There is a wonderful chapter in Rewilding the Sea by Charles Clover that documents the multi-decade process to protect coral reefs off the United Kingdom and the concurrent trials and tribulations. This is a very different situation to the one we face in Melbourne, Australia, but it does illustrate how much can change – how much conflict can be resolved – by empowering local people.

In Lyme Regis the main problem was commercial scallop dredging that ransacked the seafloor and destroyed local fisheries. Over time the local fishers also accepted that they had become dependent on overfishing. Here is a 30-minute film that tells that story.

Ultimately the creation of a 155 square kilometre marine park was the largest ever done in the UK. But this was initially at the exclusion of local fishers who had been working there for generations. Local fisher David Sale who spearheaded the early efforts said:

‘We used to import chestnut hoops from France and netted them with sisal or manilla. We didn’t fish in the winter. The [potting] gear would not stand it.’

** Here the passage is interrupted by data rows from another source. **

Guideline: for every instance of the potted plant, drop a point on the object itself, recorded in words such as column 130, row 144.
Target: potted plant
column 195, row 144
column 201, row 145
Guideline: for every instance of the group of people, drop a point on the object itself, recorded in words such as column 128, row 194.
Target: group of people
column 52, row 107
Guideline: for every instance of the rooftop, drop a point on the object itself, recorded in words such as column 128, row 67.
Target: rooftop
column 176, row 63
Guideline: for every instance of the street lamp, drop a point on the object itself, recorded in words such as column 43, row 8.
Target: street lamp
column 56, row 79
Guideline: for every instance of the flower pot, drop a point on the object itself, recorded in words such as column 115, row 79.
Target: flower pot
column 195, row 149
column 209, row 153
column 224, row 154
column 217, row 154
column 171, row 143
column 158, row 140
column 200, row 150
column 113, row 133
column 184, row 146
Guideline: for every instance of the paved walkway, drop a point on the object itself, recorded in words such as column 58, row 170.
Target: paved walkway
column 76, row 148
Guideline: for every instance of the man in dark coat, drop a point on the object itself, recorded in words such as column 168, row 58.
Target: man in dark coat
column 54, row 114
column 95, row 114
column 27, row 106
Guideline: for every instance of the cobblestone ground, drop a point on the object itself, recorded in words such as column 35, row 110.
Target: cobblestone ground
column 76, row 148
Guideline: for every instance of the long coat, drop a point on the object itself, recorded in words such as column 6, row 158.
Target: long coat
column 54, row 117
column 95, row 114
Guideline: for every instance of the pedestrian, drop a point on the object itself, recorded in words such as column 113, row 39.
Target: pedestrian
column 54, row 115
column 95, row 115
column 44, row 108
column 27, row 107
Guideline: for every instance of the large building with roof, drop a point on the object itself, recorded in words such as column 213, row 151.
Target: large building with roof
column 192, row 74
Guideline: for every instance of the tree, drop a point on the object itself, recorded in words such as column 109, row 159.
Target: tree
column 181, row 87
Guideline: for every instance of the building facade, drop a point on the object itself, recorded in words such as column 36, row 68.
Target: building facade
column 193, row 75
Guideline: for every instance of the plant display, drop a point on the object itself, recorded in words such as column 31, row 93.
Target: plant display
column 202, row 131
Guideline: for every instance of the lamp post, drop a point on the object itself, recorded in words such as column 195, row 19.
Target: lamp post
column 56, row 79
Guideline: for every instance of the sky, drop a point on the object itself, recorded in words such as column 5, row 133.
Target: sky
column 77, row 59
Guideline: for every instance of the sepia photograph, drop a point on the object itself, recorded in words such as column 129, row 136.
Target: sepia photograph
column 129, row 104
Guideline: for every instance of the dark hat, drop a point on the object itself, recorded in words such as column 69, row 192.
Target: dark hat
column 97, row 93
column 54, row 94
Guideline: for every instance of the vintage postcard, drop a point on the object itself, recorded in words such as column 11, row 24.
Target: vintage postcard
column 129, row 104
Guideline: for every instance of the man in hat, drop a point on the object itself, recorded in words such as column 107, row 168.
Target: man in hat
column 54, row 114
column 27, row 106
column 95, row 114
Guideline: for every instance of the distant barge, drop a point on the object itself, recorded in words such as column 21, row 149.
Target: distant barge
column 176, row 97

I wonder how long Sale’s ancestors had been honing those traditional skills? There are 1.75 million hectares of coppiced chestnut in Europe, some dating back thousands of years. Until the advent of modern equipment, fishing was done in summer. The winter months would have allowed recovery. This boom-bust cycle of predator and prey is iterated across ecosystems planet-wide. Human predators are no different. Modern equipment has changed that culture. Over the years fishers have also had to work harder, longer, with modern gear but still caught less.

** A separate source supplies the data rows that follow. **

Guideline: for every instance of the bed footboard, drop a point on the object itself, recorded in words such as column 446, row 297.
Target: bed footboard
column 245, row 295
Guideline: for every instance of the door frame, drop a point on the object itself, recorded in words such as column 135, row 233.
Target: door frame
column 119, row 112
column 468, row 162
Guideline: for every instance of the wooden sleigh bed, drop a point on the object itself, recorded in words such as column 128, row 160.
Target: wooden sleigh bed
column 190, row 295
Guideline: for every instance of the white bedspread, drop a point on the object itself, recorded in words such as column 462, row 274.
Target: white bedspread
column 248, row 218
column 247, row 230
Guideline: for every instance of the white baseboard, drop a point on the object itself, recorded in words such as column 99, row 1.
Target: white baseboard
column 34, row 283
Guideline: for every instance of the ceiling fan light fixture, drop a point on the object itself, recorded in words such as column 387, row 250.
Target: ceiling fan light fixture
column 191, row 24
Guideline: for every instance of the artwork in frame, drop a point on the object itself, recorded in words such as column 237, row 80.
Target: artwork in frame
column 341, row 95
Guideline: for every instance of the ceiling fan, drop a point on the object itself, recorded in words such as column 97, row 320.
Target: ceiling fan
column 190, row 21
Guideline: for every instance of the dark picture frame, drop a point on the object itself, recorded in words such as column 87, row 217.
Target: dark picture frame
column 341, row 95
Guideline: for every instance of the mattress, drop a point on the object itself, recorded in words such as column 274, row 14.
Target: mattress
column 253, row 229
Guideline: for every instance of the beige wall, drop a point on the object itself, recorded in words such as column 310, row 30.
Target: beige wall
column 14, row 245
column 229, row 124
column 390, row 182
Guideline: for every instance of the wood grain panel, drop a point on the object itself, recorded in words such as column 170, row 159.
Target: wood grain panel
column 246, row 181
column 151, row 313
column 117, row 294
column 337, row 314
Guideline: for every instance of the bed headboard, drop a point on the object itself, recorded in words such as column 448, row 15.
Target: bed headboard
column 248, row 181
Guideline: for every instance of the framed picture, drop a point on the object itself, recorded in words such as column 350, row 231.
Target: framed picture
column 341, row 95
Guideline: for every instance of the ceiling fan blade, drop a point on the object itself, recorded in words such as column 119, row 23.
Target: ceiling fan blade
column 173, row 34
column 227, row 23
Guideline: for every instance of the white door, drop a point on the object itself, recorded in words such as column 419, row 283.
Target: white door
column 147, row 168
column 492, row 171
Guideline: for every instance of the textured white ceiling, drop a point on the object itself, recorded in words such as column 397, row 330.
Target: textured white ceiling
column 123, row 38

When we break tradition, we break ecosystems.

Scientists might look for a technical solution. But it took a fisher with traditional knowledge to understand how to return to the right way of doing things. Clover paraphrases David Sale saying:

‘The task for conservation, he believed, was to put back some of the challenges for the fishermen that made the sea more productive in the past.’

The fishers of Lyme Bay are now teaching other regions to do the same. To find new ways to be sustainable. They’ve gone from a position of conflict with conservationists to one where they say:

‘Having the reserve in position has done no harm. All good.’

A change in values

While we mustn’t underestimate the complexity of the challenge at hand, the solution itself is simple. Let wildlife back in, protect it, and ecosystems begin to restore themselves faster than most people can begin to imagine. The difficulty is the time it takes to restore what we’ve destroyed. But even that can be in the order of a few years. Yet it is a few years of pain. In our case, in Melbourne, recreational fishing is the greatest pressure. It is a lifestyle impact, not a commercial one, and it is highly emotive. But we have no choice. Unless we reduce the pressure our ecosystems will all become rock barrens.

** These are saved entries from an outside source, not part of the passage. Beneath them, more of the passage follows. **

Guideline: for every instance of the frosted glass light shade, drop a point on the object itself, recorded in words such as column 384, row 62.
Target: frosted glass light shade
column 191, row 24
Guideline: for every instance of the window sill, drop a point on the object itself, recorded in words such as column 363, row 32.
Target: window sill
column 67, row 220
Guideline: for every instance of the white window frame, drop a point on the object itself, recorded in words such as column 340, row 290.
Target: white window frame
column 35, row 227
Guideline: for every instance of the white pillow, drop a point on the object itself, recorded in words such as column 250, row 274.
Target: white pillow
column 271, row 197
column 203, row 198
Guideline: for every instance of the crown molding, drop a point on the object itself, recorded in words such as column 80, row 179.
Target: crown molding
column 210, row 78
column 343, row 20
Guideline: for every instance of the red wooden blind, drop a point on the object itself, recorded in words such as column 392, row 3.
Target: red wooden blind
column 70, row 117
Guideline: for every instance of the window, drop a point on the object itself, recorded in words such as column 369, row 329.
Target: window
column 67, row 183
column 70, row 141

However, once people see that recovery is possible it creates consensus. Without this context first, conservation can’t work.

Heavy-handed tactics to manipulate broken systems are far from effective and can be equally damaging. At the very least it’s pouring good money after bad. It’s wasting valuable time. Instead we need an approach that empowers community imagination and breaks down the ‘[political influence] … economic factors and … dogma’ that Clover and other authors such as Schwartz so elegantly describe.

‘It was their set of beliefs that convinced them it was impossible. Once we acknowledged it could happen, it took the pressure off. This freed up their minds so they could consider what they would do.

Judith Schwartz, The Reindeer Chronicles.

The path to success isn’t to centralise decision-making with quotas or mandates. In the immediate term it’s not even to do ecological research. It’s to exchange knowledge with local people and cede control back to communities of people and other animals.

‘To rewild the sea is to bring back lost and depleted species to our oceans and restore ecosystems that have been harmed by human activities – simply by stepping back and letting nature repair the damage, or by reintroducing species or restoring habitats.

Charles Clover, Rewilding the Sea

We must give nature the time and space to recover itself.

The people who have the most to gain or lose will eventually reach a consensus that is sustainable. That is why they need people to be part of the solution. That’s the only way to create long-term protection.